It had been no small affair: when the Moranbong Band’s train entered China on Wednesday, passing through China’s border city Dandong, the Korean Workers Party’s deputy propaganda director was on board, the “political knowledge office” (政知局), particularly designed by the Chinese authorities to disseminate truth, knowledge and common sense through the “social media”, reported on Friday. Some time earlier, a number of North Korean officials, Kim Ki-nam and China’s ambassador to North Korea, Li Jinjun (李进军), among them, had seen the military pop band off in Pyongyang. In August, the “political knowledge office”, republished here by the Shenyang Daily website, had successfully performed in Moscow.
It’s seen as the latest sign that the two countries’ longstanding alliance is on the mend again, after being strained by North Korea’s third nuclear test in 2013,
the BBC wrote on Wednesday.
On December 10, one day after entering China through Dandong, a city right on the Sino-Korean border, the troupe reached Beijing. The visit, originally scheduled to last from December 10 to 15, had been announced on very short notice, and surprisingly, according to the “political knowledge office” who reportedly said on their Weibo account that they had only got the information when the Moranbong Band, and their colleagues from North Korea’s State Merited Chorus, were already travelling.
After Liu Yunshan‘s visit to Pyongyang, the highest level of North Korean culture was now visiting Beijing, Shenyang Daily online wrote on Friday, still leaning on the correct information from the “political knowledge office”.
Maybe next time, China’s media should only get and publish the information once the two North Korean bands are on their way back to Pyongyang – and only after having performed on all agreed occasions.

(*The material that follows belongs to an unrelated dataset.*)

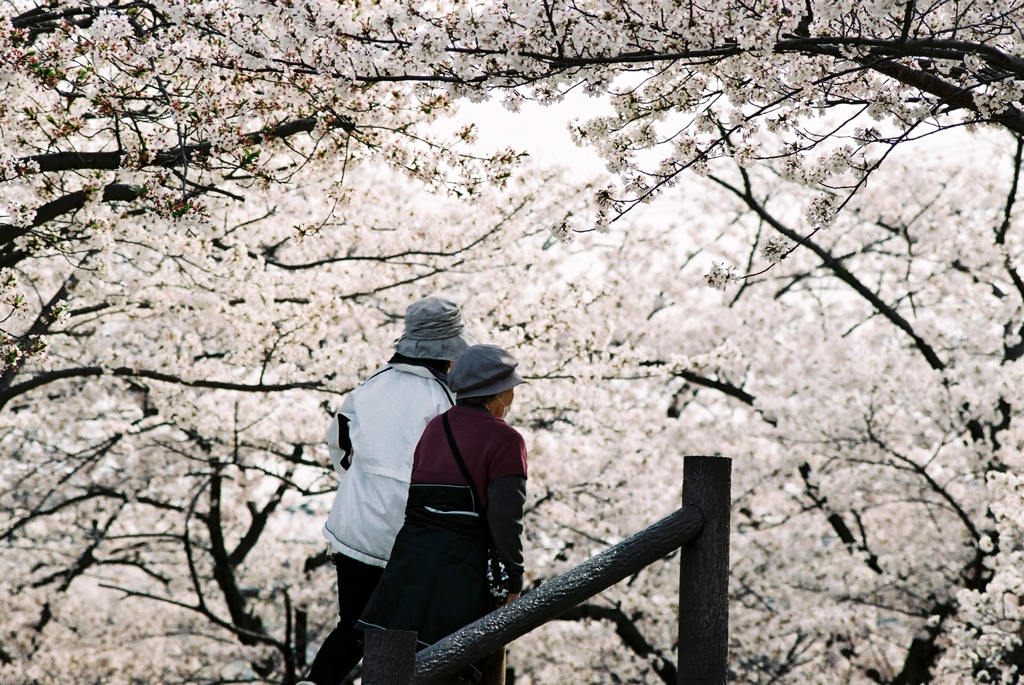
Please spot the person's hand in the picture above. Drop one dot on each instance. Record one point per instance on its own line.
(511, 597)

The coming hours or days may tell what went “wrong”, be it on the “working level”, as stated by Xinhua, be it at the Chinese and North Korean top level – if the North Koreans had planned the propaganda implosion from the beginning.
When it comes to the spoilt bunch that claims to be North Korea’s rightful leaders, and their funny stuff, Beijing’s face skin is already very thick. But it can’t be stuff of dreams to be China’s ambassador to the mysterious northeastern neighbor.